Not reaching one's own expectations.
Accepting a situation we don't feel comfortable with.
Not being able to stand up for oneself or others.
Is guilt always a negative emotion?
Like every emotion, some guilt can be positive in certain circumstances. For example, it warns you that something feels not right and if what you are doing is not serving your purpose. However, if guilt arises from a strict environment or rigid thinking patterns, it is unhelpful and limits how one experiences life. Therefore, the first thing to consider when evaluating your feelings of guilt is exploring and defining your values.
"Guilt is also a way for us to express to others
that we are a person of good conscience."
Tom Hodgkinson
How can values help with guilt?

Your values define who you are and what you want from life. Social pressures can be very intense. You have the responsibility to decide what is acceptable for you or not, define what is critical to you and set the boundaries you find suitable for yourself. Therefore, evaluating and defining your values and what is important to you is crucial before working on guilt. Your values will help you decide which is the best direction to take when you experience conflicts between your emotional and rational needs,
Determining your values will take you closer to your authentic self.
For example, guilt can arise when a working mother is torn between the wish of a successful career and the feeling of not spending enough time with her child; or one may experience guilt after making a choice closer to their needs, but against the rules, he or she has been raised with. Making choices and living your life according to your beliefs can be tough, as it is to accept the responsibility of the outcome.
Your values will help you clarify which direction to take.
"Guilt is a waste of time unless you learn how to be
more loving the next time a similar situation presents itself."
Annette Vaillancourt
Why am I experiencing guilt when I don't do wrong?

While guilt is a primary natural emotion, most of the times, the reasons why you experience guilt are learned. They are absorbed from the environment you live in; by interacting with your family, friends and teachers, you learn what is felt as socially acceptable or not. Feelings of guilt and shame begin when your individual needs and beliefs clash with social norms. The reasons why one may experience guilt will differ from another, and so will be the intensity of the emotions experienced. A thorough evaluation of the situation and possibly a chat with someone trustful can clarify why it feels so hard on you. Feelings of guilt are often deeply rooted and are hard to address. It takes some time to master the ability to separate what is expected from you to what makes true sense to you.
How do I stop feeling guilty?
Self-compassion and self-awareness are the most powerful tools. Practice them; they foster empathy toward yourself and others. Show kindness toward yourself and explore where your feelings of guilt come from. Self-compassion and self-awareness will teach you to accept yourself exactly the way you are, with all imperfections. Using these tools will be more effective than any attempt to get rid of guilt. Evaluating arising emotions attentively throughout this process is vital to assess how you feel around certain topics.
Is guilt taking you closer or farther to the life you want to live?
Which of your values clash with others' expectations?
What are the consequences of making your own choices?
What are the implications of not making your own choices?
When you begin to pay attention to how your thoughts influence your beliefs, you will realise if any of them needs to be reassessed to become your true self. View guilt and shame as a piece of information on how you think about life and your purpose in it. Unhelpful thought and behaviours can be modified, but who you intrinsically are cannot. Remind yourself that the only person you need to be in life is you; taking some time to reassess what is really important to you is definitely worth it.
If the need to be accepted by people you love is strong, and making different choices is not possible, be extremely kind to yourself, be openminded toward yourself and give yourself the time you need.
Accepting a role in life that is not yours is a tough choice. If you decide to do so, engage in extra self-care. Surround yourself with all love you can.
Look for support groups, and if you don't find any, organize one. You are never alone.

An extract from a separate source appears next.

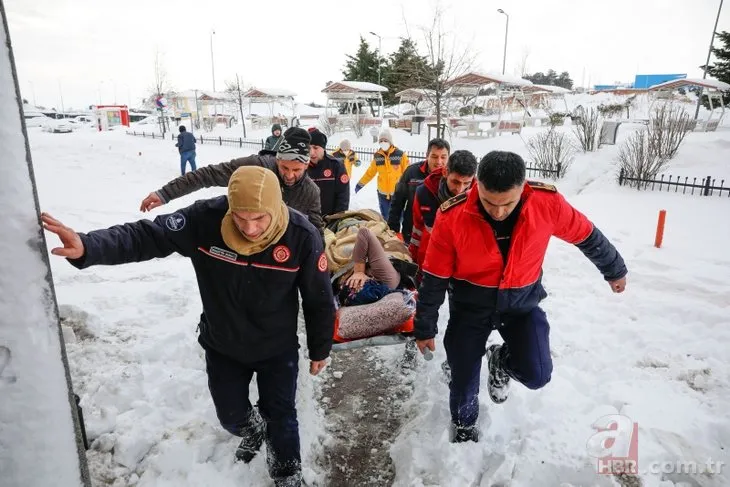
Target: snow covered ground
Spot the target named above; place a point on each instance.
(657, 353)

"Authenticity is the daily practice of letting go of who we think
we are supposed to be and embracing who we are.
Choosing authenticity means cultivating the courage to be imperfect."
Brené Brown
Do I need help?
If you struggle with feelings of guilt from time to time, that's ok because everyone does. There is no way to eradicate guilt from life completely, and it can be useful to avoid some rushed or foolish choices. Talking to people you trust may help to see things from a different perspective. You can also chat with like-minded people and compare your experience to theirs. If you have the chance, be honest about your wishes and feelings, it will facilitate your journey.
Remind that assessing and challenging unhelpful feelings will take you closer to a happier and meaningful life.
If you still feel you need professional help, such as helplines or support groups, reach out!